The coaching staff will make the final decision concerning which meets Killer Whale Swim Club swimmers may attend. The coaching staff also makes the final decision concerning which events a swimmer is entered into.
Sole responsibility for stroke instruction and training rest with coaching staff. Each group’s practices are geared for that age group as well as to meet established goals.
The coaches will conduct warm-ups at meets. Just prior to and after events, swimmers (not their parents) should check in with their coach. The coach will offer advice and constructive criticism on their race. It is the parent’s job to offer love and support regardless of their swimmer’s performance.
Coaches will determine relay teams for meets.
The coaching staff is continually refining our program. It is the responsibility of parents and swimmers to take advantage of the opportunity this program provides for success in swimming.
One of the traditional swim team communication gaps is that some parents seem to feel more comfortable in discussing their disagreements over coaching philosophy with other parents rather than taking them directly to the coach. Not only is the problem never resolved that way, but in fact this approach often results in new problems being created. Listed below are some guidelines for a parent raising some difficult issues with a coach:
· Try to keep foremost in your mind that you and the coach have the best interests of your child at heart. If you trust that the coach's goals match yours, even though his/her approach may be different, you are more likely to enjoy good rapport and a constructive dialogue.
· Keep in mind that the coach must balance your perspective of what is best for your child with the needs of the team or a training group that can range in size from 10-90 members. On occasion, an individual child's interest may need to be subordinate to the interests of the group, but in the long run the benefits of membership in the group compensate for occasional short term inconvenience.

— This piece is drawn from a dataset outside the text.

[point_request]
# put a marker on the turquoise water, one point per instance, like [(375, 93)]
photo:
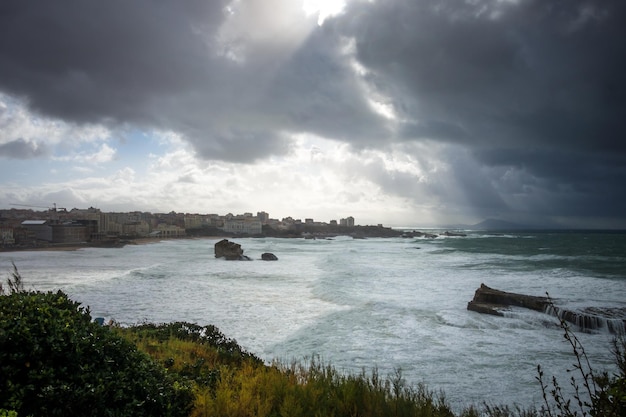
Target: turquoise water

· If your child swims for an assistant coach, always discuss the matter first with that coach, following the same guidelines and preconceptions noted above. If the assistant coach cannot satisfactorily resolve your concern, then ask that the head coach to join the dialogue as a third party.
· If another parent uses you as a sounding board for complaints about the coach's performance or policies, listen empathetically, but encourage the other parent to speak directly to the coach. He/she is the only one who can resolve the problem.